The common wisdom seems to be the opposite (at least from speaker makers), but I have tried the many speakers that have come thru my house on lesser amps or my midfi A/V receiver and something was always very wrong, and things often sounded worse than cheap speakers.
On the other hand, I have tried many humble speakers on my my really good amps (& source) and heard really fine results.

Recently I tried my Harbeth SHL5s (& previously my Aerial 10Ts, Piega P10s, and others) on the receiver or even my Onkyo A9555 (which is nice with my 1985 Ohm Walsh 4s, which I consider mid-fi), and the 3 high end speakers sounded boomy, bland, opaque.

But when I tried even really cheap speakers on my main setup (Edge NL12.1 w/tube preamp) I got very nice results
(old Celestion SL6s, little Jensen midfi speakers).

So I don't think it's a waste of resources to get great amplification and sources even for more humble speakers.
My Harbeth SHL5s *really* benefit from amps & sources that are far more expensive than the Harbeths.
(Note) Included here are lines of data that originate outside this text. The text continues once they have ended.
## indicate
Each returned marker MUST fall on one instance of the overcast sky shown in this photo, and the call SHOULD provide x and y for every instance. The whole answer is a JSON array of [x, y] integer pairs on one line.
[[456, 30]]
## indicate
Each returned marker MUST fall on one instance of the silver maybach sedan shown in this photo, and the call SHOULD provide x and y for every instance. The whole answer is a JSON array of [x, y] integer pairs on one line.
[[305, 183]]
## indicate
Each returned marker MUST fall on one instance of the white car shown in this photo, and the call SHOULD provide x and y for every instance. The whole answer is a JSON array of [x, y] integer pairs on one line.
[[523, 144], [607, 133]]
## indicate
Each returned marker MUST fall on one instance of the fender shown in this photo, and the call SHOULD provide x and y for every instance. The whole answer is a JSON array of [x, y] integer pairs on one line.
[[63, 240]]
Once I had Aerial 10Ts that sounded like new speakers with vocals to die for when I drove them with a Pass X350 to replace an Aragon 8008.

Oh well, thanks for reading my rambling thoughts here...

So I think I would avoid pairing good speakers with lesser amps,
rgs92
Get real, how could anyone expect any thing less from a loudspeaker manufacture. Should Rgs92 believe Wilson or his own eyes?

Back when I practically lived in "high end emporiums", we were "grooving mightily" to all ARC electronics and top of the line Thiel speakers, when someone came in who wanted to audition a Rotel amp. After the Rotel amp was inserted, with ARC pre and Thiel still in the lineup; the soundstage collapsed.
GEE- You mean all amps DON'T perform alike? I'm shocked! Comparing Rotel and ARC? PLEASE!
The happy/MOST EFFICIENT path to the best results is room 1st, speakers second, amp third and then the rest.

Other orders can work well also as long as the end results are in synch, but will likely take more time and expense to optimize and results may not be as good.